OTTAWA (Reuters) - Canadian Prime Minister Justin Trudeau said on Wednesday he would not escalate a deepening trade and diplomatic dispute with China but added that his government had no intention of backing down as it defended its interests.
Speaking to an audience in Montreal just days after Beijing warned Ottawa not to meddle in Hong Kong’s affairs, Trudeau also repeated his call for restraint and respect for human rights as protests sweep the former British colony.
China has detained two Canadian citizens and halted imports of canola seed and meat products from Canada since Vancouver police detained a senior Huawei Technologies Co Ltd executive on a U.S. arrest warrant in December.

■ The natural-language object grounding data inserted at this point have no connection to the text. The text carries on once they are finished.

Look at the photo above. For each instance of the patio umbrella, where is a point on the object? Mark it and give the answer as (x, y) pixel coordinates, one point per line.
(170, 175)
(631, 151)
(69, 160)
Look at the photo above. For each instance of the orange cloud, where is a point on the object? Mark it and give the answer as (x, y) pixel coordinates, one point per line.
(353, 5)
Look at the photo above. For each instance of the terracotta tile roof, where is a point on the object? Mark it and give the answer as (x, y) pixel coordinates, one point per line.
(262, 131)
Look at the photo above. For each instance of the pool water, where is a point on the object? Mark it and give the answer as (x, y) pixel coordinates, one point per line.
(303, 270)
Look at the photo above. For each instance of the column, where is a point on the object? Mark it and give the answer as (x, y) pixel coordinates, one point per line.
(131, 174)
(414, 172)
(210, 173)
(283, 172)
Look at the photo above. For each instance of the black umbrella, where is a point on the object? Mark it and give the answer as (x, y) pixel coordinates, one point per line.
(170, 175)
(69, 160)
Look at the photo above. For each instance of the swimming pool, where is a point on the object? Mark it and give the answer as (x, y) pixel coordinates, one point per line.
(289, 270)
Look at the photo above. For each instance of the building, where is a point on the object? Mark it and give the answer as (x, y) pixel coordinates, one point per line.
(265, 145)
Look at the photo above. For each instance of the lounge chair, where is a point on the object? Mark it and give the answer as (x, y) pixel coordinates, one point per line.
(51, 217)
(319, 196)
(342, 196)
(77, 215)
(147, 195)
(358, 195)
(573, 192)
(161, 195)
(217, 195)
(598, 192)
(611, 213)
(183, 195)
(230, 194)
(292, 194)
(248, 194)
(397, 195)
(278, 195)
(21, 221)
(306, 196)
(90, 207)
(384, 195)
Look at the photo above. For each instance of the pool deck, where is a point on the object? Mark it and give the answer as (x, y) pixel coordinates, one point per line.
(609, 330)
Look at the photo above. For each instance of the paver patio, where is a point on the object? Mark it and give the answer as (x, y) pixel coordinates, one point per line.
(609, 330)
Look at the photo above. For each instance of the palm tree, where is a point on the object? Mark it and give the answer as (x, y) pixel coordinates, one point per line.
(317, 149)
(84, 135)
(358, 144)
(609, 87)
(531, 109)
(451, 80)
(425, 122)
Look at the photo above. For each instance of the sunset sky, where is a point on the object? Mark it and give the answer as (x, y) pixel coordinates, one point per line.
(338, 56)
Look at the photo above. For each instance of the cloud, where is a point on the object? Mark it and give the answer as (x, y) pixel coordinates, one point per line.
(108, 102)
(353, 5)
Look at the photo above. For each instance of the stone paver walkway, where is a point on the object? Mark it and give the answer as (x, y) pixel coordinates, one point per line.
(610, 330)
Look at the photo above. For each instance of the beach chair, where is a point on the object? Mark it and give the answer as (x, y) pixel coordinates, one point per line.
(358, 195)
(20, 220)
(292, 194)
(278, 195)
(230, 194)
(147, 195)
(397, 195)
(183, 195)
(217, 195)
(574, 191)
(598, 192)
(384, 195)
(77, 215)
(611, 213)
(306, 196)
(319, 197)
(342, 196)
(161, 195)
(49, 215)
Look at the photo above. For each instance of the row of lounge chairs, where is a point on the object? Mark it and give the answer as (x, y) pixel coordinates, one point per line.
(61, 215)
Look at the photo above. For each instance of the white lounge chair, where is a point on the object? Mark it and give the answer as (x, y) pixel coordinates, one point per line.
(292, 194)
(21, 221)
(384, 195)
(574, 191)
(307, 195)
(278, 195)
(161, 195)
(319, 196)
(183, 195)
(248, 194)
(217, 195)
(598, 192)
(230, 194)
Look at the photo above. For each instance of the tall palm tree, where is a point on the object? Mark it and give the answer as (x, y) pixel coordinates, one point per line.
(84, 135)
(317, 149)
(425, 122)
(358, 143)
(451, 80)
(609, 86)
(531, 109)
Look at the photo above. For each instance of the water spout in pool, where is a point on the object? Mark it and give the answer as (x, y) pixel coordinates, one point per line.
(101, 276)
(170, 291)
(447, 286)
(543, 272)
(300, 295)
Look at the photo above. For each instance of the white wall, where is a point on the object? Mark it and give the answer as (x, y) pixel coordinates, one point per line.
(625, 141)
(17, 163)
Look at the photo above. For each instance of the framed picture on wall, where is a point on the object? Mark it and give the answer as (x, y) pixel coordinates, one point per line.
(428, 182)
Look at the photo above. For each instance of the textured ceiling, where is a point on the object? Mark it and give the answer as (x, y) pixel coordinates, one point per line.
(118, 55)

“We must recognize that China is a growing power and increasingly assertive towards its place in the international order. But make no mistake - we will always defend Canadians and Canadian interests,” Trudeau said.
“We have a long history of dealing directly and successfully with larger partners. We do not escalate, but we also don’t back down,” he said.
Speaking in Beijing on Thursday, Chinese Foreign Ministry spokesman Geng Shuang said the problems in the bilateral relationship were totally Canada’s responsibility.
“We urge the Canadian side to reflect upon their mistakes, conscientiously treat China’s solemn position and concerns, and release Meng Wanzhou,” Geng added, referring to the detained Huawei executive.
Trudeau, whose Liberal Party faces a federal election in October, is under pressure from the official opposition Conservative Party to take a tougher line on China.
The Conservatives, tied in the polls with the Liberals, want Trudeau to withdraw from the China-led Asian Infrastructure Investment Bank, increase inspections on all Chinese imports and examine the possibility of retaliatory tariffs.
However, government officials say they do not want to do anything that could harm the two detainees.
Trudeau said Canada was also paying close attention to events in Hong Kong, which is home to 300,000 Canadian citizens and has been hit by weeks of sometimes violent pro-democracy protests that have drawn hundreds of thousands of people onto the streets.
“We have emphasized the need to exercise restraint and reject violence. Now is the time to engage in dialogue and respect fundamental freedoms, including the right to peaceful assembly,” he said.
The Chinese Foreign Ministry’s Hong Kong office said on Thursday Canada should immediately stop interfering in Hong Kong matters.
“The Canadian side’s erroneous remarks confuse violent violations with peaceful assembly, ignoring the fact that the Hong Kong police force punishes violence according to law,” it said.
“These kinds of wrong remarks are unable to distinguish right from wrong, invert black and white, and run counter to the current general appeal of Hong Kong society and all citizens to stop the violence and restore order,” the ministry said.
China also warned Ottawa on Sunday to stop meddling in Hong Kong affairs a day after Canada issued a joint statement with the European Union in defense of the “fundamental right of assembly” for Hong Kong citizens.